Era Uma Vez na Índia/Once Upon a Time in India/Lagaan - लगान (2001)
Origem: Índia
Duração: 215 minutos
Realizador: Ashutosh Gowariker
Com: Aamir Khan, Gracy Singh, Rachel Shelley, Paul Blackthorne, Suhasini Mulay, Kulbhushan Kharbanda, Raghuvir Yadav, Rajendra Gupta, Rajesh Vivek, Shri Vallabh Vyas, Javed Khan, Rajendranath Zutshi, Akhilendra Mishra, Daya Shankar Pandey, Yashpal Sharma, Amin Hajee, Aditya Lakhia, A. K. Hangal, John Rowe, David Gant, Jeremy Child, Ben Nealon, Amin Gazi
"Bhuvan ladeado dos seus conterrâneos"

Sinopse

Em 1893, em pleno período vitoriano, a Índia é governada com mão-de-ferro pelos britânicos, num sociedade em que os marajás, outrora príncipes e reis poderosos, são apenas meras figuras decorativas. Numa província remota, o poder britânico é personificado no capitão “Andrew Russell” (Paul Blackthorne), um homem racista e arrogante, que espezinha os indianos, considerando-os seres inferiores. Eivado de um espírito autoritário e feudal, o capitão “Russel” aplica aos camponeses o dobro da quantia que costumam pagar a título de “lagaan”, a expressão que serve para designar o imposto sobre a terra, normalmente ressarcido em produtos agrícolas.
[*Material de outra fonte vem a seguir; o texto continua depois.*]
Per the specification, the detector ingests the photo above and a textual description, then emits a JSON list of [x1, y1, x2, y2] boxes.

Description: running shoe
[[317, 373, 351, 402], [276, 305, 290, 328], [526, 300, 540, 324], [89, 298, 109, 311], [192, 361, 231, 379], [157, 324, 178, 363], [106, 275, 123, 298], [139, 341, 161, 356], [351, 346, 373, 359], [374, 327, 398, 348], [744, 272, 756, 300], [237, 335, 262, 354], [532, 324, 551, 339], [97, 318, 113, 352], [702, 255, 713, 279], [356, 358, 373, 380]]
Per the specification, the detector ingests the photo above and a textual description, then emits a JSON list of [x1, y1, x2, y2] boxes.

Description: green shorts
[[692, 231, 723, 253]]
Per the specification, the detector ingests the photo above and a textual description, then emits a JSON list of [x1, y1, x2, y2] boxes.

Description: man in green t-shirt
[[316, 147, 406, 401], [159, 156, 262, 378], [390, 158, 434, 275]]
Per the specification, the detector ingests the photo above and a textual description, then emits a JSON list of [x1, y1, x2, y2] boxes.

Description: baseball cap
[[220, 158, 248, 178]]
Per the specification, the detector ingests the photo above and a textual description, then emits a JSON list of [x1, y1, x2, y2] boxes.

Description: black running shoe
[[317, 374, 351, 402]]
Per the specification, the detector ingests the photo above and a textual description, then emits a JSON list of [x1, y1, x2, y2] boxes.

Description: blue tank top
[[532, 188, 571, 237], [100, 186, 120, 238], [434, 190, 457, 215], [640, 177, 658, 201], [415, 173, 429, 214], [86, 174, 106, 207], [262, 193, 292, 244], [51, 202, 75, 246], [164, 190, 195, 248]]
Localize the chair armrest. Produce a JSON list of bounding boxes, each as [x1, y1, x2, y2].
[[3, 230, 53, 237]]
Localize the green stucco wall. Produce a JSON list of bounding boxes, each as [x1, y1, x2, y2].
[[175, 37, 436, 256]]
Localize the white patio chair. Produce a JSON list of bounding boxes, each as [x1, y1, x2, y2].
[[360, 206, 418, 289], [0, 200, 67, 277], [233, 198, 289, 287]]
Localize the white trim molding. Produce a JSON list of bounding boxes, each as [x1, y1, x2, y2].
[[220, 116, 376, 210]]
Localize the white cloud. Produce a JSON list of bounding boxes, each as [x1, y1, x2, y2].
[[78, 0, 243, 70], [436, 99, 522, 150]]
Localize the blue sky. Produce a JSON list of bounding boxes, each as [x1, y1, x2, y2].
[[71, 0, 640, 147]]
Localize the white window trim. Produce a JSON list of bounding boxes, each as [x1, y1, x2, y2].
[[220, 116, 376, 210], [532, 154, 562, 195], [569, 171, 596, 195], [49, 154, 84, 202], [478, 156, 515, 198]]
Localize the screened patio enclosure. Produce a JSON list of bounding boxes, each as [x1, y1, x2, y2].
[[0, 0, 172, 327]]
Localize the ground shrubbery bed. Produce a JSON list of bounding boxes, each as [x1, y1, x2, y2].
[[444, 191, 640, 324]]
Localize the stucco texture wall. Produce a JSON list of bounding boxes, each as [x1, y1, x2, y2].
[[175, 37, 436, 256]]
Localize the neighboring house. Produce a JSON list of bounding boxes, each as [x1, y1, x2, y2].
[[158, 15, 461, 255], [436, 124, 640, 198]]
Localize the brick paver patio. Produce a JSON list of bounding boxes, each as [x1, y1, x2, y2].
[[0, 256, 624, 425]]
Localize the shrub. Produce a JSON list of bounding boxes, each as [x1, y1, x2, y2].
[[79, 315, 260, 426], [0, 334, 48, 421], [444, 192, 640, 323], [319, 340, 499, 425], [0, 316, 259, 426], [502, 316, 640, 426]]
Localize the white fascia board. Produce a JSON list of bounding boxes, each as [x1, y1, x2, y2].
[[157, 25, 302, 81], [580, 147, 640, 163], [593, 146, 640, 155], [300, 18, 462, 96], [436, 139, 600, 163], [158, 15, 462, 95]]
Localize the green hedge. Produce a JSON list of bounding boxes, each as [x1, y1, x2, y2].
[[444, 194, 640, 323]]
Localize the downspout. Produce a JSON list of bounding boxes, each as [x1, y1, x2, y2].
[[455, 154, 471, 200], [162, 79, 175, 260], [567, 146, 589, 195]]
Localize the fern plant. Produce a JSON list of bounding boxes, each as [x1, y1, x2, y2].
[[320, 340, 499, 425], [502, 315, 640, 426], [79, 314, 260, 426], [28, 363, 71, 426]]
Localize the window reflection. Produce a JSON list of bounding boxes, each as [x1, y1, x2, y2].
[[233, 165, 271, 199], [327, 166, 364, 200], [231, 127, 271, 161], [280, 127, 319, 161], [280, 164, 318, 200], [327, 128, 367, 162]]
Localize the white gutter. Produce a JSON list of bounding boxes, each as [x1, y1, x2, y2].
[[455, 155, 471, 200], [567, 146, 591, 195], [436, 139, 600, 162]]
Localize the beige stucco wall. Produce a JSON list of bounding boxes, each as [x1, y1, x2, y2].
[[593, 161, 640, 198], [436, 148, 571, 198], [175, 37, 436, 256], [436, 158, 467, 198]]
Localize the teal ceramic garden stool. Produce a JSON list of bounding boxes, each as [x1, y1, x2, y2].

“Bhuvan” (Aamir Khan) é um jovem agricultor rebelde da aldeia de Champaner, que não vê com bons olhos a medida tomada por “Russel”, que inevitavelmente deflagrará a fome e a miséria pelo seu povo. Descobrindo que o capitão inglês é um fanático pelo cricket, “Bhuvan” acicata o orgulho de “Russel”, ao afirmar que o jogo é bastante fácil de praticar. “Russel” faz então uma aposta com “Bhuvan” cujos termos são os seguintes: num espaço de 3 meses, uma equipa da povoação local terá de enfrentar um conjunto composto pelos oficiais britânicos. Se vencerem, toda a província estará isenta do “lagaan” durante 3 anos; se perderem, todos os agricultores terão de pagar o triplo do imposto.

"Gauri"

“Bhuvan” começa a recrutar e a treinar a equipa para o confronto com os ingleses, mas as dificuldades são imensas, pois apercebem-se que o “cricket” não é tão fácil quanto isso. Contudo, recebem uma ajuda inesperada da irmã do seu oponente, “Elizabeth Russell” (Rachel Shelley) que revoltada com a injustiça da aposta, decide tomar partido e ajudar a equipa indiana. No meio de muitas privações e volte-faces, chega o dia em que através de um mero jogo, decidir-se-á o futuro a curto prazo de um povo.


"Elizabeth Russell"

"Review"

“Era Uma Vez na Índia”, ou somente “Lagaan”, foi um filme aclamadíssimo no seu país, tendo a sua fama ultrapassado fronteiras ao ponto de ter sido nomeado para o óscar de melhor filme estrangeiro, na edição de 2002 dos prémios da academia de Hollywood. Apenas dois filmes indianos tinham conseguido tal feito, sendo os outros “Mother India” (1957) e “Salaam Bombay!” (1989). Concorrendo contra “O Fabuloso Destino de Amélie”, a conhecida obra de Jean-Pierre Jeunet e principal favorito, estatueta acabaria por ser atribuída a “No Man's Land”, do bósnio Danis Tanovic, numa vitória que muitos acusaram ter natureza estritamente política. Independentemente destas considerações, “Lagaan” ganharia inúmeros prémios em certames de cinema, e não apenas na Índia. A aclamação no mundo da sétima arte, seria acompanhado pelo sucesso comercial, pois “Lagaan” bateria todos os recordes de venda de “dvd”, no que concerne a um filme de “Bollywood”, assim como entraria rapidamente no “top 10” do “box office” do Reino Unido, a que não será alheio o facto de existir naquela nação uma grande comunidade indiana e paquistanesa.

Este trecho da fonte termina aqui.